The six companies have put forward eight challenges so far, which all make for interesting reads:

Yahoo!

– Robust Automatic Segmentation of Video According to Narrative Themes

The challenge to researchers in the multi-media community is to develop methods, techniques, and algorithms to automatically generate narrative themes for a given video, as well as present the content in an easy-to-consume manner to end-users in a search engine experience.

– Robust Clustering Guided by User Intent in Image Search

With the growing number of images on the Internet it is important to have the ability to organize and surface the images in the most efficient, meaningful way possible so that more images can be surfaced to searchers. The challenge to researchers in the multi-media community is to 1) develop a robust way of understanding user intent and 2) generate highly relevant clusters for the given intent and query.

Google

– Robust, As-Accurate-As-Human Genre Classification for Video

A notion of browsing collections is naturally associated with videos. Having videos classified into a pre-existing hierarchy of genres is one way to make the browsing task easier. The goal of this task would be to take user generated videos (along with their sparse and noisy metadata) and automatically classify them into genres.

Nokia

– Where was this Photo Taken, and How?

This challenge focuses on capture device location and orientation, one dimension of content metadata. The problem can be stated simply: try to derive exact camera poses (location and orientation) of given photos that are lacking location annotation. This kind of technology could potentially be used to add metadata to existing or newly captured photos.

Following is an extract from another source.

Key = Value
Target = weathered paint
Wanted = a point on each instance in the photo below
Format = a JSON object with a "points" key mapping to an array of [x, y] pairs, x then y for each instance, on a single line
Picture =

– Robust Identification of Informative Multimedia Content in Web Pages

In recent years, there is research in web content analysis and extraction that attempts to tackle similar problem, but many emphasize the textual information instead of the associated multimedia data. Thus, this Grand Challenge invites solutions to the robust identification and extraction of informative multimedia content for any arbitrary web page authored in any language, not just English: Ideally, we would like to have a Grand Challenge solution that is over 99% accurate for any web page of any language.

Radvision

– Video Conferencing To Surpass “In-Person” Meeting Experience

The great challenge for Video conferencing vendors is to supply users with a meeting experience that equals or surpasses “in-person” meetings. It is assumed that when meeting experience will be good enough, or even better, the technology could potentially minimize the need for “physical” meetings (at least for business purposes).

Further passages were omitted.